2026-04-27 11:02:36
A town in the Scottish Highlands is reportedly being stalked by a wild panther.
Grantown-on-Spey has become the epicentre of a new big cat mystery after John Kirk caught a glimpse of a large black beast as he was driving into the town with his wife on April 17 and he went public with his claim by posting a report on Facebook – and he’s since been overwhelmed with responses from other concerned residents who also claim to have seen a big cat on the loose.
John told the BBC: “We were going to pick up the grandchildren from a friend’s house. We came off the roundabout, heading into Grantown, just coming up to the cemetery. And something flashed across the road at a great rate of knots.
“And I thought: ‘That’s a cat’. I turned to my wife and I said: ‘Did you see something there?’ She said: ‘Yeah but that was no deer. It was like a cat.’
“It was bigger than my collie. It would have been sitting about two feet high, long tail. It was definitely a cat.”
John went on to reveal he was amazed by the responses he received after going public with his sighting.
He said: “I put it on Facebook just to see what sort of crack would be with it and to see if anybody else had seen it.
“And the response has been absolutely unbelievable. The amount of folk that have seen it around the town, and I know folk personally who have seen it.”
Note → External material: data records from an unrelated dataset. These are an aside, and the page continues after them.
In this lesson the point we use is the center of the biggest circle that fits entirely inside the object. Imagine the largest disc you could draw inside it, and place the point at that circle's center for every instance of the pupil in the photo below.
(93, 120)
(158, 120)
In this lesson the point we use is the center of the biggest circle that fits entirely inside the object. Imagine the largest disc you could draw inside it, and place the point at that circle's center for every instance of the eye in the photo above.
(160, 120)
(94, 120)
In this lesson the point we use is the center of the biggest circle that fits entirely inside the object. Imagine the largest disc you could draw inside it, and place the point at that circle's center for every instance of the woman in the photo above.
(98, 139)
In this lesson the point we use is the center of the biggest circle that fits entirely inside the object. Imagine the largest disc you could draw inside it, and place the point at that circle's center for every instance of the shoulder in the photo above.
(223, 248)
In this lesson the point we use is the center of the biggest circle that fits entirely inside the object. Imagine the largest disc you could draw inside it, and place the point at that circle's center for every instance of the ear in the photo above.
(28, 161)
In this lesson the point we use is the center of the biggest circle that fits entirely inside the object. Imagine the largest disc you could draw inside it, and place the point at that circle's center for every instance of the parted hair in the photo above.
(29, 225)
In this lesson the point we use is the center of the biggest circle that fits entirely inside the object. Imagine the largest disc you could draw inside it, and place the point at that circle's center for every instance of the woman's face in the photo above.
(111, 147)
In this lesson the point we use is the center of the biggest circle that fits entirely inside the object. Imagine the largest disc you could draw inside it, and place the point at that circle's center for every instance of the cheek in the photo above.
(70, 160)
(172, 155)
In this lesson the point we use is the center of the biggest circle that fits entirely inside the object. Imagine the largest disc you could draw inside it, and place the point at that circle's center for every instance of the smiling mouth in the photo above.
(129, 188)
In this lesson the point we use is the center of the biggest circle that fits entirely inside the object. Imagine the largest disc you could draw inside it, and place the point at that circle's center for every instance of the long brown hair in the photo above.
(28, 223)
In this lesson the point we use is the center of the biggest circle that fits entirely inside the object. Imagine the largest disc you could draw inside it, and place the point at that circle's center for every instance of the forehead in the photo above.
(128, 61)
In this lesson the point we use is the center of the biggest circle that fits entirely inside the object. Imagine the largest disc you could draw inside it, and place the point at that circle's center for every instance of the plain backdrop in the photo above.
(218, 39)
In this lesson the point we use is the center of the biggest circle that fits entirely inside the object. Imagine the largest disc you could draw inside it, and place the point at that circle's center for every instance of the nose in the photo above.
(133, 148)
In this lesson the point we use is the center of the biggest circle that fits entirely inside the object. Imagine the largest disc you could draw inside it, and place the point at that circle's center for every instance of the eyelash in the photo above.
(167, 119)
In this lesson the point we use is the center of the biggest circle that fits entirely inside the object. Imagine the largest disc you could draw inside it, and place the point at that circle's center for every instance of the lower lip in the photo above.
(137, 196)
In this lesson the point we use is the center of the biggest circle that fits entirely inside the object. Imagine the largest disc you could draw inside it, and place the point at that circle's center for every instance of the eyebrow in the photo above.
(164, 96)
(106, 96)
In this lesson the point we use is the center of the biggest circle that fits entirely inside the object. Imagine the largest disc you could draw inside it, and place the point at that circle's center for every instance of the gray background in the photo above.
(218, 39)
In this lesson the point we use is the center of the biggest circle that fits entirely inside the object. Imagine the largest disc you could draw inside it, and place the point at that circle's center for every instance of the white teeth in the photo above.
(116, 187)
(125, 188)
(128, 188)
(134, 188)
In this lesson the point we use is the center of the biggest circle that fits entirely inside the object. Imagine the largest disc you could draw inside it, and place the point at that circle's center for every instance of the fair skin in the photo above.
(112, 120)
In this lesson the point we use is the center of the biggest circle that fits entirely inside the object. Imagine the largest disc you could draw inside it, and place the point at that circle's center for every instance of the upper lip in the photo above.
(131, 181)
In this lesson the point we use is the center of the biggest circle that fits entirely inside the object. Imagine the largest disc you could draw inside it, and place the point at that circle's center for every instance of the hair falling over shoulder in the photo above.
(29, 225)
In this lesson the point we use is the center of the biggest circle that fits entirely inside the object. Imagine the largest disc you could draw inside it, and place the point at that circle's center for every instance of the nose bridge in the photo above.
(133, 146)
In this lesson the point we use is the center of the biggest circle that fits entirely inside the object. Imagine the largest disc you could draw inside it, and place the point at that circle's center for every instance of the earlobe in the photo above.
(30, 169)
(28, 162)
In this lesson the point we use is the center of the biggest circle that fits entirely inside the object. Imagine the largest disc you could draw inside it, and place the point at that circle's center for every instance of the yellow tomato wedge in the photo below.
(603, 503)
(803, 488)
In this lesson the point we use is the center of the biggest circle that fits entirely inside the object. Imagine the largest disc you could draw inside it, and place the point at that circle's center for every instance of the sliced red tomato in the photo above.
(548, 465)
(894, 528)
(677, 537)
John went on to admit it isn’t the first time he’s seen a big cat in the area – explaining he experienced a similar sighting around 25 years ago when he saw another large black cat crossing a road.
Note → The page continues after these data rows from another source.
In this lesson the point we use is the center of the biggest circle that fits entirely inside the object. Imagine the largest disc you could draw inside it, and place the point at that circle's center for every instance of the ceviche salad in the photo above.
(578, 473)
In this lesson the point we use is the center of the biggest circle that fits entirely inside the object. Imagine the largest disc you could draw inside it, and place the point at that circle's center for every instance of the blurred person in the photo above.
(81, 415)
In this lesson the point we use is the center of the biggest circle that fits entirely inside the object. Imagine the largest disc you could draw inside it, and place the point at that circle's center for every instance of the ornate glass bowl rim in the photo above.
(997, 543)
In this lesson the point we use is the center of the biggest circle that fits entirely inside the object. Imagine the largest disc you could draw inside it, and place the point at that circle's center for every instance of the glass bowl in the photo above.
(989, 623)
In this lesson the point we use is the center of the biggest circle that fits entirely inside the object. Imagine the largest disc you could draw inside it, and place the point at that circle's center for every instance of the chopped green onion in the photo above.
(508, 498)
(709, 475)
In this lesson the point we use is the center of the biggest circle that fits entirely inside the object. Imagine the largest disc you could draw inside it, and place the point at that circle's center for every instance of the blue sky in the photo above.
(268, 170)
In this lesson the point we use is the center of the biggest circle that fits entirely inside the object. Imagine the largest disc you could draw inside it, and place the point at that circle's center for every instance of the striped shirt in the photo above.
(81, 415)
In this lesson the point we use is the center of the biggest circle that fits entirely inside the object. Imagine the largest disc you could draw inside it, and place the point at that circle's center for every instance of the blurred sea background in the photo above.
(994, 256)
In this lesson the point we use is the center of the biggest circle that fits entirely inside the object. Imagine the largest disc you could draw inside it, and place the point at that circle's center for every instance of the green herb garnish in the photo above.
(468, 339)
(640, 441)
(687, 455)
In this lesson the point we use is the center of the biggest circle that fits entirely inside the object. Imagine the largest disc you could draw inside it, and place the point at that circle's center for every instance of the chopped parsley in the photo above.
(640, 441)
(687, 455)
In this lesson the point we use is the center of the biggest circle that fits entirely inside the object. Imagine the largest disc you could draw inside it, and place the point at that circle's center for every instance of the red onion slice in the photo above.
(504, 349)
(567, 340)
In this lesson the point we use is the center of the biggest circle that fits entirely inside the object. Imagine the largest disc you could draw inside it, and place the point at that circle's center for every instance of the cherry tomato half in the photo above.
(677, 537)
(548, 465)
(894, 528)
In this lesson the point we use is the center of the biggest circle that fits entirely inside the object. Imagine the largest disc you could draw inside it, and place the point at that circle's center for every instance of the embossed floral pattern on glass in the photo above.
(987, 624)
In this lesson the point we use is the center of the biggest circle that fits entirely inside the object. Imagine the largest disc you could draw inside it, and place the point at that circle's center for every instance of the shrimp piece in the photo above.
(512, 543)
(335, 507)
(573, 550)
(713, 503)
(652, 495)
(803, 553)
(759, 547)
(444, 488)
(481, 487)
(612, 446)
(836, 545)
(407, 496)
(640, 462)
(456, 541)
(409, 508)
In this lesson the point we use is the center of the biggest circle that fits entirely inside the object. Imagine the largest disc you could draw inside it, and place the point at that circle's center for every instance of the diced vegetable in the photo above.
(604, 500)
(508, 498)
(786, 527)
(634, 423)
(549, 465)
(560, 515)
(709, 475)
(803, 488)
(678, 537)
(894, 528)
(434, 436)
He said: “I seen one about 25 years ago. It was on the road, and it was a panther. It was a black panther crossing the road in front of me.”
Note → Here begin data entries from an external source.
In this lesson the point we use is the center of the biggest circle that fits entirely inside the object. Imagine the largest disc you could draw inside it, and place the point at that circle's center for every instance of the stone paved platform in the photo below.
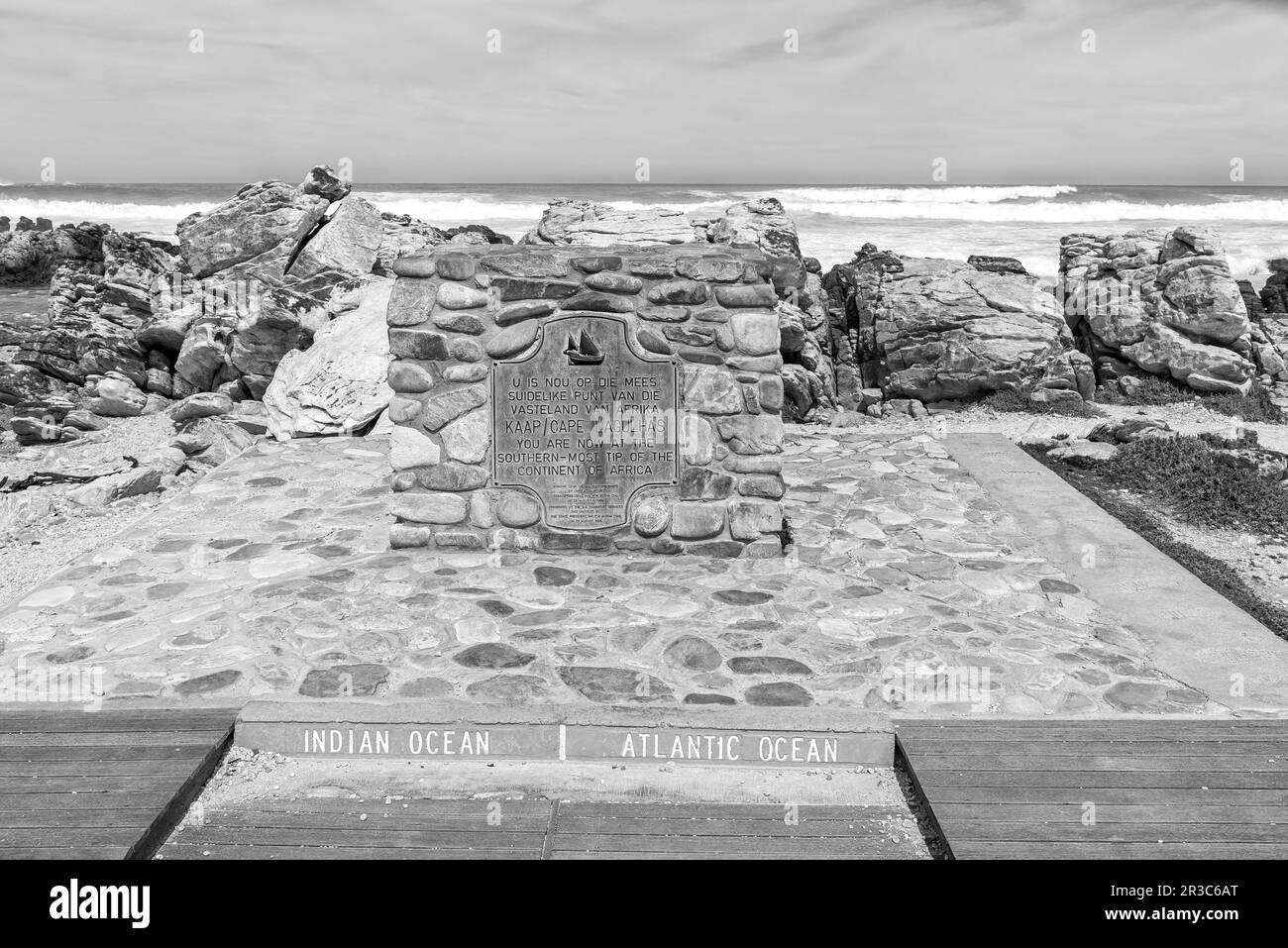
(271, 578)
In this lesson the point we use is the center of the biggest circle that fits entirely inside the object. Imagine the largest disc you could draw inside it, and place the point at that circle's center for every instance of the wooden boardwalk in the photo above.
(106, 785)
(541, 830)
(1159, 789)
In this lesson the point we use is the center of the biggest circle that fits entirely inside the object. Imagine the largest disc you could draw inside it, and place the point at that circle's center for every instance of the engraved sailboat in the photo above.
(583, 351)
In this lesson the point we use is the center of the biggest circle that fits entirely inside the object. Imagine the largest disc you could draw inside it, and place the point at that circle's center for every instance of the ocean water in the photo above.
(952, 222)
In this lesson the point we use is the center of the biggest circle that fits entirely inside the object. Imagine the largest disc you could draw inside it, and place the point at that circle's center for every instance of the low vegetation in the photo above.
(1254, 406)
(1220, 576)
(1185, 475)
(1017, 401)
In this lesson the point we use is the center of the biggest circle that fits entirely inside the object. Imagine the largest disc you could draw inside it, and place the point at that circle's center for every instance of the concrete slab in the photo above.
(460, 730)
(1189, 631)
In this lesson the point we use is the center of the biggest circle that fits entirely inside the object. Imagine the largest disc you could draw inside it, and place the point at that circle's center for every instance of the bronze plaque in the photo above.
(585, 421)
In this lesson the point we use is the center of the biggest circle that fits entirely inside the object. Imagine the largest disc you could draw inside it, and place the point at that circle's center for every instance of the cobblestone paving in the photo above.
(906, 587)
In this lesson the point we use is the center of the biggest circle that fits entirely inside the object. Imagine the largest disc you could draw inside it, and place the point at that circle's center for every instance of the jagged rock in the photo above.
(209, 442)
(403, 236)
(765, 224)
(201, 404)
(1267, 464)
(599, 224)
(281, 321)
(1082, 454)
(114, 487)
(344, 248)
(1126, 430)
(997, 264)
(325, 183)
(25, 384)
(30, 257)
(116, 397)
(339, 384)
(1163, 299)
(266, 218)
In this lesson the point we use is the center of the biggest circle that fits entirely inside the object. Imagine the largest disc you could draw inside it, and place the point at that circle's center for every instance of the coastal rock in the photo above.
(765, 224)
(590, 224)
(935, 330)
(30, 257)
(116, 397)
(1205, 368)
(1164, 300)
(339, 384)
(261, 218)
Paul Macdonald, who founded the Scottish Big Cat Research Team in 2017 to investigate sightings after seeing a big cat himself back in the 1980s.
He claims the group has mapped 1,800 sightings dating back as far as 1947 and he told the BBC the rumours of big cats on the loose in the UK can be traced back many decades explaining a high point came in the mid-1970s following the introduction of the Dangerous Wild Animals Act which banned anyone from owning big cats without a proper licence and prompted many owners to release their animals to prevent them from being euthanised.
Paul explained: “Some of the older origin stories go back to 19th Century, relating to private menageries and collections of exotic species. That never fully went away when it came to large estates and those that had the money and means.
“But there was a flashpoint for this activity throughout the whole UK, in 1976, and that was the introduction of the Dangerous Wild Animals Act …
“The act only offered owners two options. Either buy the licence and then have your animal kept within a minimum size enclosure, and obviously there’s significant cost with that.
“Or bring your animal in and have it put down. So many took a third option of taking them somewhere green enough and releasing them.”